3) Use a humidifier or vaporizer in bedrooms at night. Consult your doctor. Some respiratory conditions improve with the extra moisture of a humidifier or vaporizer. However, in the case of chronic allergies, this may or may not be so. You do not want to introduce so much moisture into the air that mold and dust mites thrive on it.

Challenge for the day: Do you have a couple of different half-used lotions, creams, shampoos etc. Commit yourself to using up a hair or skin product or some other type of cosmetic over the next few weeks. If you find some reason why you don't want to use it, get rid of it.

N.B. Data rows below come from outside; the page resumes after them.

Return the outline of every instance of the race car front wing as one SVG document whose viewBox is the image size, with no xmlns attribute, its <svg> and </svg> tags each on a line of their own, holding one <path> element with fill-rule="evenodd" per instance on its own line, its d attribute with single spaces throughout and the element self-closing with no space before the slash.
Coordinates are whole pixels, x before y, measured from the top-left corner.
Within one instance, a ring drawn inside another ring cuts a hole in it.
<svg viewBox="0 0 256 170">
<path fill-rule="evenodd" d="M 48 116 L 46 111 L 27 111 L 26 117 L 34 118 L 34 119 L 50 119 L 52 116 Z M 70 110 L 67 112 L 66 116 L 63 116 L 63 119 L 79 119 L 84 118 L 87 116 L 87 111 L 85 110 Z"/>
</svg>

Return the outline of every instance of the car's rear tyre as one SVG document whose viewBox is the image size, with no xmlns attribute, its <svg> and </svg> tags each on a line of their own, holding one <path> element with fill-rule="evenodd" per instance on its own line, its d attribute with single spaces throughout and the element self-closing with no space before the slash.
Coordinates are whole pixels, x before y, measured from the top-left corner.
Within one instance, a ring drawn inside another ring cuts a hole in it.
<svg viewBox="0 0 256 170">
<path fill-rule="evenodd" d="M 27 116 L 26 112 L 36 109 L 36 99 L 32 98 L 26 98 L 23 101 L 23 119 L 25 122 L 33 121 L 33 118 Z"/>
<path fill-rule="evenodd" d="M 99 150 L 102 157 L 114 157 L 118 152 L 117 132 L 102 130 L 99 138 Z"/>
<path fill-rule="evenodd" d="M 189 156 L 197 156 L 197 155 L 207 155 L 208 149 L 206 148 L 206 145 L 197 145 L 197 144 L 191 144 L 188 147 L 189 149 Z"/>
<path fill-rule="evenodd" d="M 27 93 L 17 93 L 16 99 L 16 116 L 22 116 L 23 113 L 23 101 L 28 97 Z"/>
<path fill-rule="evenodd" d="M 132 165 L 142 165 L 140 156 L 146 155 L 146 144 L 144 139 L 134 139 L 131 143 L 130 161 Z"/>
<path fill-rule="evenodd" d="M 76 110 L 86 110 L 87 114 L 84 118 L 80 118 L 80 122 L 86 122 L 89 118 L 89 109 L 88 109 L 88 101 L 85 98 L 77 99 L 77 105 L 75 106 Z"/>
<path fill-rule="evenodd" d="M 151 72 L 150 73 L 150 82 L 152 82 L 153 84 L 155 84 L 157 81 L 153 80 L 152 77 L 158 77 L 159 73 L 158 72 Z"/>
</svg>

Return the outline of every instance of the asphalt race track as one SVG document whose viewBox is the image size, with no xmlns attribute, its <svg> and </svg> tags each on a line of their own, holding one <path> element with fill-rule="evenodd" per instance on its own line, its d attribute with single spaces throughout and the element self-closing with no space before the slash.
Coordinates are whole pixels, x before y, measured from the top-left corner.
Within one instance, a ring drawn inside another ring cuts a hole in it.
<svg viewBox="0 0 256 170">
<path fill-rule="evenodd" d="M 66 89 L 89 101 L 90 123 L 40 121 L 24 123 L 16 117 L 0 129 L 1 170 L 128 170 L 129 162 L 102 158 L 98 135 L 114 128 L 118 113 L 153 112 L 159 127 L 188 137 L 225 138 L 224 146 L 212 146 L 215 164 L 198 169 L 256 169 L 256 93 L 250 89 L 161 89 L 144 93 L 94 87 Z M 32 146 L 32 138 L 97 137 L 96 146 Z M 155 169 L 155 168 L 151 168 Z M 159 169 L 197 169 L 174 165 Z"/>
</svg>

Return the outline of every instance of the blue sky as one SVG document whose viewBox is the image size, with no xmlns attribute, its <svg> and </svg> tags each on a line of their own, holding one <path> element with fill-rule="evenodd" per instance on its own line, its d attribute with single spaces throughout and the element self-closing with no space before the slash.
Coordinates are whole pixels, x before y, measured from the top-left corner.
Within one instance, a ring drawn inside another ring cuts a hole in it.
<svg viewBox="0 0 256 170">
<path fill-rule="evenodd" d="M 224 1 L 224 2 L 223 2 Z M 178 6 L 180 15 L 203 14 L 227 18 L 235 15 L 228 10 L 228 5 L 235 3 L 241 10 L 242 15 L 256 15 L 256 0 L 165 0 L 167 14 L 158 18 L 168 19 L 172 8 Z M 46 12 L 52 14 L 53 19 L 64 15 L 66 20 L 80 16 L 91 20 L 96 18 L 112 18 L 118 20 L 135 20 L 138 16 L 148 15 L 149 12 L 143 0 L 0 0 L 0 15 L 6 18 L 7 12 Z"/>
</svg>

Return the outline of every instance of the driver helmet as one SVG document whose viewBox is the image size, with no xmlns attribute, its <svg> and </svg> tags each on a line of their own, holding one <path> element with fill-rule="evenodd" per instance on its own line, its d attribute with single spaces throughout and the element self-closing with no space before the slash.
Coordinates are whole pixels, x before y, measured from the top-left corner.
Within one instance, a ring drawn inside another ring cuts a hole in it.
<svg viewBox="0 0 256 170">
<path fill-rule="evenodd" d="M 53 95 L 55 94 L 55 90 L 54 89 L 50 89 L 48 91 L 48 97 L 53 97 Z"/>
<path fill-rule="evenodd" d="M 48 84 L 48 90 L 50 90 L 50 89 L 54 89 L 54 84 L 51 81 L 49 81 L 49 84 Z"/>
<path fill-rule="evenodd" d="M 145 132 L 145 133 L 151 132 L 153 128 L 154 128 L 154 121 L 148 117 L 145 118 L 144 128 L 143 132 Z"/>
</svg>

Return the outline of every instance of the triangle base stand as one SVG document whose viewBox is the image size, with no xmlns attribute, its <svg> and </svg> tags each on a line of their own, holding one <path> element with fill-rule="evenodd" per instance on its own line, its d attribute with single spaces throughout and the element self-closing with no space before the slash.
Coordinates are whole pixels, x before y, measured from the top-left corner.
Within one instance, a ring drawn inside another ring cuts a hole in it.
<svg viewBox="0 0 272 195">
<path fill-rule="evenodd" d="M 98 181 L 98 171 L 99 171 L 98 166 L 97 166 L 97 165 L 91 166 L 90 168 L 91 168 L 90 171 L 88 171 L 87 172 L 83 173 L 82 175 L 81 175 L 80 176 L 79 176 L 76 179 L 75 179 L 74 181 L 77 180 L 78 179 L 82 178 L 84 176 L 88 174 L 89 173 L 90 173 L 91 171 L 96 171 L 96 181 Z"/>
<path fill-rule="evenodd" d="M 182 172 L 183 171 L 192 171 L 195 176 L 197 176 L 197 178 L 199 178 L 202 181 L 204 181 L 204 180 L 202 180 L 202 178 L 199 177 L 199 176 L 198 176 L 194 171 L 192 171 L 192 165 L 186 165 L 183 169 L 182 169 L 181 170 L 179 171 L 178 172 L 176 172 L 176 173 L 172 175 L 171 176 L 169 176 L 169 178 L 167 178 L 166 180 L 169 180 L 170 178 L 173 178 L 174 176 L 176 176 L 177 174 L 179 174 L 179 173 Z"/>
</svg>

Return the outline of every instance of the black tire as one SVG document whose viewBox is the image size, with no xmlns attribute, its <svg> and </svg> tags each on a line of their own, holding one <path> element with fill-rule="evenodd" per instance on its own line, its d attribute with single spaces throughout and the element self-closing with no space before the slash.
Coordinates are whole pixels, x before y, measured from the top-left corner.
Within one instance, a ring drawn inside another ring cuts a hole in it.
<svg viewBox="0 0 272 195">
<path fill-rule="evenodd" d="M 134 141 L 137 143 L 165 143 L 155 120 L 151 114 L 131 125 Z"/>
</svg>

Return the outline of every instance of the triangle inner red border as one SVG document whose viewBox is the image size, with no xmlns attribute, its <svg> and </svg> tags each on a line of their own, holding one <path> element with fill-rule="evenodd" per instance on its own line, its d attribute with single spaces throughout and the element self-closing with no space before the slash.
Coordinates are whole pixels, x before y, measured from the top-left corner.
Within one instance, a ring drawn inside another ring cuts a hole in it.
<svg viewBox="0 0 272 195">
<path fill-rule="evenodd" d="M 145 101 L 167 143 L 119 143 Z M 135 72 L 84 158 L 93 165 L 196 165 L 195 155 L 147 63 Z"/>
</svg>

Second challenge for the day: When was the last time you cleaned brushes, combs, makeup tools, curlers, caps, hats, etc. What about your hubby's and you children's winter hats? For obvious reasons, it's great to keep the items that touch our hair and face clean, fresh, and sanitary. Are you teaching your daughters (and sons) to keep these items clean? Also, have you talked to your children about not sharing brushes, comb, makeup items, and hats?

Here's are some videos about how to clean hats, caps, etc.



Wenonah4th said...

One other trick for keeping hydrated is to make a rule (for when you're out and about) never to pass a drinking fountain without making use of it.

Elizabeth said...

Good idea!

topaztook said...

I have been following along, but haven't really had the time to commit to the studies/challenges right now (which is why I haven't added my blog to the blogroll).

One comment I have about winter and dry skin, though, is to remember to sufficiently dry off your hands after washing them -- several years ago, I ended up with the skin between my fingers cracking in the cold weather because I was washing my hands so often but not getting them sufficiently dry and/or moisturized before going out in the cold. I've been a thorough dry-er ever since.

Elizabeth said...

Good point, Topaztook. It's true for feet, as well.

KarenW said...

Hi! I just found your blog and I am excited about following along with your home economics course.

Elizabeth said...

Hi Karen,

Thanks for joining us. If you'd like to be mentioned in the sidebar I'm going to put up, just leave your link.

Wenonah4th said...

Hi again, Topaz! (I'm armybride40304).